I hear you. This is why I've gotten on top of this. I've essentially turned Stripe automation off in my system. So each and every customer wishing to go with Stripe for payment is fraud-checked and dd'ed.
What kind of chargeback rates were you talking to get in trouble? 10%? 5%?
Using Visa monitoring program as an example here, high dispute rates thresholds are as follows: 0.75% is an early warning, 0.9% is standard and can lead to fines, 1.8% is excessive. Dispute counts and other signals are also taken into account, not just the rate. https://stripe.com/docs/disputes/monitoring-programs#vdmp
That’s rough when some percent of users will chargeback just out of regret for the purchase without even contacting the merchant. As a SaaS app on stripe the disputes are virtually unwinnable.
I don't disagree—chargebacks can be abused by end-users, especially if you don't make it easy to get a refund or your communication is lacking. That being said, Stripe doesn't own any part of the process, we're an intermediary that communicates evidence and outcomes between a cardholder and their bank. The same painful fraudulent chargeback patterns exist with any PSP.

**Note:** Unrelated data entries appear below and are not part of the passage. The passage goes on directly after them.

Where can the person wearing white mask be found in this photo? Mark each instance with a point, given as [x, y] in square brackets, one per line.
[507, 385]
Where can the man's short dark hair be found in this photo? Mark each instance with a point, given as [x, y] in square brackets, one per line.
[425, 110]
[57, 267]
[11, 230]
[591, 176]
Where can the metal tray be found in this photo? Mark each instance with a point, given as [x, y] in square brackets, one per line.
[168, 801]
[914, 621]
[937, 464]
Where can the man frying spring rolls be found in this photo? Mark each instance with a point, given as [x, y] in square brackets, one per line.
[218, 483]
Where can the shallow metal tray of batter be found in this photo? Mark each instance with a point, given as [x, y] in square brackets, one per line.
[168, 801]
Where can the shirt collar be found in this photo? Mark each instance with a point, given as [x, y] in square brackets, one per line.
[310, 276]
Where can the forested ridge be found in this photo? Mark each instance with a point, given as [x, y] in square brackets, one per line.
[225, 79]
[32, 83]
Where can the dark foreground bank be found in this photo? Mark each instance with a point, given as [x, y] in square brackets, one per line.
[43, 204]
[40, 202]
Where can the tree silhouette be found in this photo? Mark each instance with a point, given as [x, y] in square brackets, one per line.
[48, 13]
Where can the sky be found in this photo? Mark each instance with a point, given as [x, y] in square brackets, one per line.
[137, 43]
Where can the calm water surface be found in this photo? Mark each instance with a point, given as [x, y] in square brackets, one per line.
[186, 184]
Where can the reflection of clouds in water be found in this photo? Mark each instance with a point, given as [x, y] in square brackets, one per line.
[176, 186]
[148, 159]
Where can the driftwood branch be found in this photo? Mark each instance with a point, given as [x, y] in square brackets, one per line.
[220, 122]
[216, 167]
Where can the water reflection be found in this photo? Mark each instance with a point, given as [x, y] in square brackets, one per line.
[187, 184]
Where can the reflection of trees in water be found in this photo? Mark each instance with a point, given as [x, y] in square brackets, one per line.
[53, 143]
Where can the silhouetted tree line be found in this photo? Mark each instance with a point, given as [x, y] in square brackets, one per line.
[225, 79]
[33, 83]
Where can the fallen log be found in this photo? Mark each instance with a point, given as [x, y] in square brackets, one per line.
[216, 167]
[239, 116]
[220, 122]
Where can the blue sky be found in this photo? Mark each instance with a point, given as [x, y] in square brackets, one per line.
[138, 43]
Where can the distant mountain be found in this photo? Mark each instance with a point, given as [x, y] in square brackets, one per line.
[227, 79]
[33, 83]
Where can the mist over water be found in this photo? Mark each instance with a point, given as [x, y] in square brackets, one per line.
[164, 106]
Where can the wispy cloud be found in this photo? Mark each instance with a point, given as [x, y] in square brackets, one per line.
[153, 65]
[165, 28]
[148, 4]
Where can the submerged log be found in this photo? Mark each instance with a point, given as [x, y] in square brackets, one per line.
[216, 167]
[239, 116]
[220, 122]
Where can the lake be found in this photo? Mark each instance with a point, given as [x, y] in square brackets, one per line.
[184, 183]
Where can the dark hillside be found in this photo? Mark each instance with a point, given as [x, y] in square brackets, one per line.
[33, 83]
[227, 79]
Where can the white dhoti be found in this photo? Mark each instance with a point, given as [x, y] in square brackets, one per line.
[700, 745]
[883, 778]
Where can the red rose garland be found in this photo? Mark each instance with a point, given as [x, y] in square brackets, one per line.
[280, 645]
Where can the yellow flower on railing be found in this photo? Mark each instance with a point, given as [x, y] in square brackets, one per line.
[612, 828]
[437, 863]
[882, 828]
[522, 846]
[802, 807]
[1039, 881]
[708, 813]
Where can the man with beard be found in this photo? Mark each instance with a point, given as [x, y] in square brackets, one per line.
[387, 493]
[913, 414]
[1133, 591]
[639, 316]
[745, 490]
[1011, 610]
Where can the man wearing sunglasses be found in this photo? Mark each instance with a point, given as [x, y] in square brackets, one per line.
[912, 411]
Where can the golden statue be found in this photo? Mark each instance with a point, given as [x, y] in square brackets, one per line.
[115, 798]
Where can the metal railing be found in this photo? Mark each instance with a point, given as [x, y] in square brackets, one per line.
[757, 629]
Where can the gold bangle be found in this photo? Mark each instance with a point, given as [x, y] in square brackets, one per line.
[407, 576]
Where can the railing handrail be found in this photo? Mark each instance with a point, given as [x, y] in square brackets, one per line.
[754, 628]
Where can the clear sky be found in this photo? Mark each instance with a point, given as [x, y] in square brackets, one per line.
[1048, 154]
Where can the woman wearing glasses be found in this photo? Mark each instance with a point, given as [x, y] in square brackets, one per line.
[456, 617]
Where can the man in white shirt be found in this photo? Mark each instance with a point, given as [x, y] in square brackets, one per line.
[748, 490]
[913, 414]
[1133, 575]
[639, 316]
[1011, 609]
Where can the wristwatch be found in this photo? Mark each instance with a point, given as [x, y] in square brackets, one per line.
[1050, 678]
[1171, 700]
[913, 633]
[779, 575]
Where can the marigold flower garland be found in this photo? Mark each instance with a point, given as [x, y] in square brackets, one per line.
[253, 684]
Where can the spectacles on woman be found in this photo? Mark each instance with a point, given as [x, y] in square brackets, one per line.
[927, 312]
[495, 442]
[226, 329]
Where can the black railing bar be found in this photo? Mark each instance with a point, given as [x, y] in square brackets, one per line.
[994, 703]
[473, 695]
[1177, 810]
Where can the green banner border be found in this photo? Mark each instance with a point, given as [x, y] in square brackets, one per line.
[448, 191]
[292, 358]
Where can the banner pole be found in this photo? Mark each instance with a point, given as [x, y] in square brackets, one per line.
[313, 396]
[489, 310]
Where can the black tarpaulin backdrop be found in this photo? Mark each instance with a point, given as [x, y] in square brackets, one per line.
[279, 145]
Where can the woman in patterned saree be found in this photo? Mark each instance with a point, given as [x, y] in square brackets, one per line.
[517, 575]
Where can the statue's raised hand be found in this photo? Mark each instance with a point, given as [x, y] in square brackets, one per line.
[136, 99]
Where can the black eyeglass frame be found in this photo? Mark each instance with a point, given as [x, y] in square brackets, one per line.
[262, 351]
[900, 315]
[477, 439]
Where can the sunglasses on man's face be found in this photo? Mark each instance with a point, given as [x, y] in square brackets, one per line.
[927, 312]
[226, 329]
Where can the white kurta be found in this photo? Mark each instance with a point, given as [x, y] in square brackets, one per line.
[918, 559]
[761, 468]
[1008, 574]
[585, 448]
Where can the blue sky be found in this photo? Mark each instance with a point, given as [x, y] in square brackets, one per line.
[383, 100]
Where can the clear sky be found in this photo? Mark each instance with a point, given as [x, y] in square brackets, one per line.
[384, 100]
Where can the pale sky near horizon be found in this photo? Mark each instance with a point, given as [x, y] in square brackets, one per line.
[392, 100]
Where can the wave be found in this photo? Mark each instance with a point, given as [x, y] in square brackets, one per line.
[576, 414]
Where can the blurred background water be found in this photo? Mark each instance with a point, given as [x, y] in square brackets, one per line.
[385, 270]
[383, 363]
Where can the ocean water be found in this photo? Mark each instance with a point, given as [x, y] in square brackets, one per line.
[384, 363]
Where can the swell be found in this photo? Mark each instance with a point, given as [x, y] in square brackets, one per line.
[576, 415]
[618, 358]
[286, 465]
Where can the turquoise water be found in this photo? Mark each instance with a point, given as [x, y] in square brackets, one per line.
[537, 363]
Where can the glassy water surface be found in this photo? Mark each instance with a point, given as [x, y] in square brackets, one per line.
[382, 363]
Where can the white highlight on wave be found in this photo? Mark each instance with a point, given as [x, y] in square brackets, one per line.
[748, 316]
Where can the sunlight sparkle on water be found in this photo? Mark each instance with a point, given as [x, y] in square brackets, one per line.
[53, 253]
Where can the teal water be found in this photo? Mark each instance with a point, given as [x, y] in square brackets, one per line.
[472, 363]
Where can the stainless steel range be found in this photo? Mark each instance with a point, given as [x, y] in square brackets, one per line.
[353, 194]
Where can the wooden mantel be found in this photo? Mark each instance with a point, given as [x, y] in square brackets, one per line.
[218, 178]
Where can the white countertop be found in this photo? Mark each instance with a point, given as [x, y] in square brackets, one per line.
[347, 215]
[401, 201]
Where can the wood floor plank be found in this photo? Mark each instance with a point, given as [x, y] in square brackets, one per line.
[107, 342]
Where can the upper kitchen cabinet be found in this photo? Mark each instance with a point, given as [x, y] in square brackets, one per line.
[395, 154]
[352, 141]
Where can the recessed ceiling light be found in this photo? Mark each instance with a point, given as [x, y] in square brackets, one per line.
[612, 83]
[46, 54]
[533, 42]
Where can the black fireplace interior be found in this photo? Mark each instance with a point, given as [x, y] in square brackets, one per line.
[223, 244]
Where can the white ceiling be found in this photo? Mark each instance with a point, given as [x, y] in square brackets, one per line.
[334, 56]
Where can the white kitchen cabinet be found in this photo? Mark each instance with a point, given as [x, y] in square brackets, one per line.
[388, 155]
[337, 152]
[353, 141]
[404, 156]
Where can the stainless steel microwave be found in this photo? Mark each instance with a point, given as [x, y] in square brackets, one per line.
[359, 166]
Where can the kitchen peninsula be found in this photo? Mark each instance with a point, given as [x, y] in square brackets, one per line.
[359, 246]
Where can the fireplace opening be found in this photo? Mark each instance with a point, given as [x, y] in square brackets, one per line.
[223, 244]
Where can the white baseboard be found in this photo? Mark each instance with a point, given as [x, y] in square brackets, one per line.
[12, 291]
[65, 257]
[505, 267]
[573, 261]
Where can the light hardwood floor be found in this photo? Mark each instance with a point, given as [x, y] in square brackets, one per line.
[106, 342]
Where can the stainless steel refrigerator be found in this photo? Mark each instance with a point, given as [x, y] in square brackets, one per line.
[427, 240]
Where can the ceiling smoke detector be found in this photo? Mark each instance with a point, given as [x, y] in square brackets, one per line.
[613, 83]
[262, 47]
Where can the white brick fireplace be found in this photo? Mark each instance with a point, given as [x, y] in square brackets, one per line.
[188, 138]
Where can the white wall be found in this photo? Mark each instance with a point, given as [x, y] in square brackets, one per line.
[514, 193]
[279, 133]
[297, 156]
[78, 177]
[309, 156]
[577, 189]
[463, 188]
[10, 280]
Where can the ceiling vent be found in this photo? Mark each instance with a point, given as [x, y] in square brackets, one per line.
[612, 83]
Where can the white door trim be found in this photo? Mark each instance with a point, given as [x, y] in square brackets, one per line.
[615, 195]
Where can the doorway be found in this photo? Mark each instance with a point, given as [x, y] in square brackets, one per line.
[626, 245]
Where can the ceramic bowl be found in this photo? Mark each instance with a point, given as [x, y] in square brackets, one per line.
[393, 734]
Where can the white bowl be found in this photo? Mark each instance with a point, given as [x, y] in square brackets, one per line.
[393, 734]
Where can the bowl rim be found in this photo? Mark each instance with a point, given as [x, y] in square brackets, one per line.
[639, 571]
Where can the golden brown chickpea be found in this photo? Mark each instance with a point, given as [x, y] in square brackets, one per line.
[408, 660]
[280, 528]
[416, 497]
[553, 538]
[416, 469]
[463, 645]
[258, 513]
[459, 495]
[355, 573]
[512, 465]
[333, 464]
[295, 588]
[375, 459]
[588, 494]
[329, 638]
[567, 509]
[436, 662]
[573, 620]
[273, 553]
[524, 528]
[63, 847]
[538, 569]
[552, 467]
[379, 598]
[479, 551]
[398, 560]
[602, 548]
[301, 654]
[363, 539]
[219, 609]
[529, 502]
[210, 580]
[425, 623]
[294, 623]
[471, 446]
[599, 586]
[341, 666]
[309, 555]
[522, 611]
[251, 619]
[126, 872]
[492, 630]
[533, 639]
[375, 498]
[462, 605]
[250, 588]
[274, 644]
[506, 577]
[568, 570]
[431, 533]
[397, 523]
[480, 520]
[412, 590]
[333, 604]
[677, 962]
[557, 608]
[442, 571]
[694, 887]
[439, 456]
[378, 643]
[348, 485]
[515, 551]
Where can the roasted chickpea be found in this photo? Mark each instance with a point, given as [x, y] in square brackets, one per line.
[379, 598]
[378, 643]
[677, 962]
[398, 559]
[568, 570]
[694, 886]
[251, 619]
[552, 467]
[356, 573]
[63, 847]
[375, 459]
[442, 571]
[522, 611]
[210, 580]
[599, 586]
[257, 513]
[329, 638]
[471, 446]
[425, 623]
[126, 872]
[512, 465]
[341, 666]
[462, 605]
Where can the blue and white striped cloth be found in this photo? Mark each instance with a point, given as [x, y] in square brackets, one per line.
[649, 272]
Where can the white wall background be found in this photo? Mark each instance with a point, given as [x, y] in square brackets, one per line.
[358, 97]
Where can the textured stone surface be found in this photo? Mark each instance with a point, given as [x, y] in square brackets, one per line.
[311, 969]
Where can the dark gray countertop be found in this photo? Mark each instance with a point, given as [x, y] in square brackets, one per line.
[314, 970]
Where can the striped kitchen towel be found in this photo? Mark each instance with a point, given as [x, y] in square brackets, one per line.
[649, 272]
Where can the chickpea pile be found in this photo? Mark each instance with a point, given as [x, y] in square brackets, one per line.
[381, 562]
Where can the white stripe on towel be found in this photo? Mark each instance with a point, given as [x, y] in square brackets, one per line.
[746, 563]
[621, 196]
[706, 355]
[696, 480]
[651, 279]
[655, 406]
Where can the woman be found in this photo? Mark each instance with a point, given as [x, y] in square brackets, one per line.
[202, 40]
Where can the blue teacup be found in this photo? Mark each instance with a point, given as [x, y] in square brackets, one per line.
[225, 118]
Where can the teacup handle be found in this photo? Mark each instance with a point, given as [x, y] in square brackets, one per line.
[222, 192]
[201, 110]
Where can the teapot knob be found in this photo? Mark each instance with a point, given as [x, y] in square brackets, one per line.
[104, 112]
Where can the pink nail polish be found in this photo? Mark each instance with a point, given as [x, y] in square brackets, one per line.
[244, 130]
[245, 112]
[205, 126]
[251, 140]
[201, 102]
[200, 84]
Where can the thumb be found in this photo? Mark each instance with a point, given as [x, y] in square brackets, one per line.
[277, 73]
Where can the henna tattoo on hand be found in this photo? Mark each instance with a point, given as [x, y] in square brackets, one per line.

So, we make it as easy as possible to submit evidence. The cardholder's bank decides whether the chargeback is won in favor of the business or not. The card networks are aware that "friendly fraud" is increasing too, hence the introduction of Compelling Evidence 3.0 (more to come on this): https://support.stripe.com/questions/how-does-stripe-support....

You can make sure to always collect enough evidence such as agreeing to TOS (including date, ip/location), invoices, providing easy refund paths as well as a way to demonstrate usage, etc. you can also automate dispute evidence submission. But the business model is often what determines whether you’ll have higher cb rates.

With a SaaS, maybe try a trial period and monitor is the customer actively uses the service, and make sure you notify them before you start charging. Often I signup for a trial, find out the service is useless but forget to cancel. That first charge is a prime cb candidate.